Former President Donald Trump on Tuesday announced he will offer Venezuelan exiles protection from deportation, a move he has considered for years but refused to do until his last full day in office.
Trump is using the little-known Deferred Enforced Departure program, or DED, to offer temporary legal status to Venezuelans fleeing the humanitarian crisis brought on by Nicolás Maduro’s regime. DED, similar to Temporary Protected Status or TPS, protects recipients from deportation and allows them to get work permits.

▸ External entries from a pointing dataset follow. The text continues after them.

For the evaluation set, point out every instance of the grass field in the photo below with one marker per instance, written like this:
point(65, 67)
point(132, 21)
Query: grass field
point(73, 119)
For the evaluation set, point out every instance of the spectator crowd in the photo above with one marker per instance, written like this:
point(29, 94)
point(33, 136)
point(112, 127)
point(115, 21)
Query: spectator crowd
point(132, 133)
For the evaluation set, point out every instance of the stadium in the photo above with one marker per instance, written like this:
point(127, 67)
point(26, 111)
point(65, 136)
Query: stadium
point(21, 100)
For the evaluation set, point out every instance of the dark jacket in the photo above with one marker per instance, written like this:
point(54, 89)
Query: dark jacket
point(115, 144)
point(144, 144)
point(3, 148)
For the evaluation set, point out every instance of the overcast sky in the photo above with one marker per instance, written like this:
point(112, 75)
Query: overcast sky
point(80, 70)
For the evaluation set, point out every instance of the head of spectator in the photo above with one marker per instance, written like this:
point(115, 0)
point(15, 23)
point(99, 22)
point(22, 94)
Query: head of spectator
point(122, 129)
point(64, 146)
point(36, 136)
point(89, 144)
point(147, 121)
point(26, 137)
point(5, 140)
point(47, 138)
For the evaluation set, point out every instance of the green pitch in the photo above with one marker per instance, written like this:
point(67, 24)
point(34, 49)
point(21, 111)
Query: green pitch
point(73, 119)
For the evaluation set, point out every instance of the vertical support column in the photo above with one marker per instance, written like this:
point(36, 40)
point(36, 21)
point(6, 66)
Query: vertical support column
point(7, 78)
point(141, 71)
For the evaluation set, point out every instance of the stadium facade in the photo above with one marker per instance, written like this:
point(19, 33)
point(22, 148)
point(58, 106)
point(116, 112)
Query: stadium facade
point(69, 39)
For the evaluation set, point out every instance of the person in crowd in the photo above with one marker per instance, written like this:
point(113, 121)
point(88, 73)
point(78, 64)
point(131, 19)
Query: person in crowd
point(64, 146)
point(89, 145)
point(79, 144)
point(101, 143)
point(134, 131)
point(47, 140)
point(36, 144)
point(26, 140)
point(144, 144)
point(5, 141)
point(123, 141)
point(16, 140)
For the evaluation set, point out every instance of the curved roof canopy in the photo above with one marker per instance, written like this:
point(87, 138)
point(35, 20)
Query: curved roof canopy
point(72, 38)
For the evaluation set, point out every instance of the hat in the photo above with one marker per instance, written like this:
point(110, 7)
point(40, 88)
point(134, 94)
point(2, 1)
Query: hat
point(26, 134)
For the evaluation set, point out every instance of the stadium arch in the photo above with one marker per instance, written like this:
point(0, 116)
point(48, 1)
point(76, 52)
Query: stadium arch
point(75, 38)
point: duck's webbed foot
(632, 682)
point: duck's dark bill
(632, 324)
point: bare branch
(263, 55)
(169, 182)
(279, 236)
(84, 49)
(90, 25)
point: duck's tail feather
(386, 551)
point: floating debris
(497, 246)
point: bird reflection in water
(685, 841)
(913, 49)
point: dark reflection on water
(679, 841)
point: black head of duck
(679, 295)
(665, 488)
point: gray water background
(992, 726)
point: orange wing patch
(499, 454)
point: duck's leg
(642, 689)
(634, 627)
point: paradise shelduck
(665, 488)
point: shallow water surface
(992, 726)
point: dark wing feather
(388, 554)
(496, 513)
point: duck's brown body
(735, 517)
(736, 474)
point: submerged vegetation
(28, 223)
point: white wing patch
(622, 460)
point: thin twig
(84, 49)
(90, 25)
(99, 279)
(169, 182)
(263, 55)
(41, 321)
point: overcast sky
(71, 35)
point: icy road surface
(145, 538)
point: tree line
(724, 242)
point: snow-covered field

However, it is granted directly by the president instead of the Department of Homeland Security.
“The deteriorative condition within Venezuela, which presents an ongoing national security threat to the safety and well-being of the American people, warrants the deferral of the removal of Venezuelan nationals who are present in the United States,” Trump said in a memorandum released Tuesday.
Based on Trump’s memo, the U.S. will defer for 18 months the removal of certain Venezuelan nationals present in the U.S. on Jan. 20. It also allows those Venezuelans to work during that period of time.
Last year, the State Department had considered using DED to protect Venezuelans, but talks stalled over resistance to including relief for exiles in Trump’s Venezuela strategy. The outgoing president’s strategy centered around sanctions to put maximum pressure on the Maduro regime.
The move to use DED instead of TPS stems from a long-standing concern from some Republicans that TPS will eventually become a path to permanent residency in the United States. Deferred Enforced Departure is designated by the president and gives the chief executive the ability to end it without as many procedural hurdles.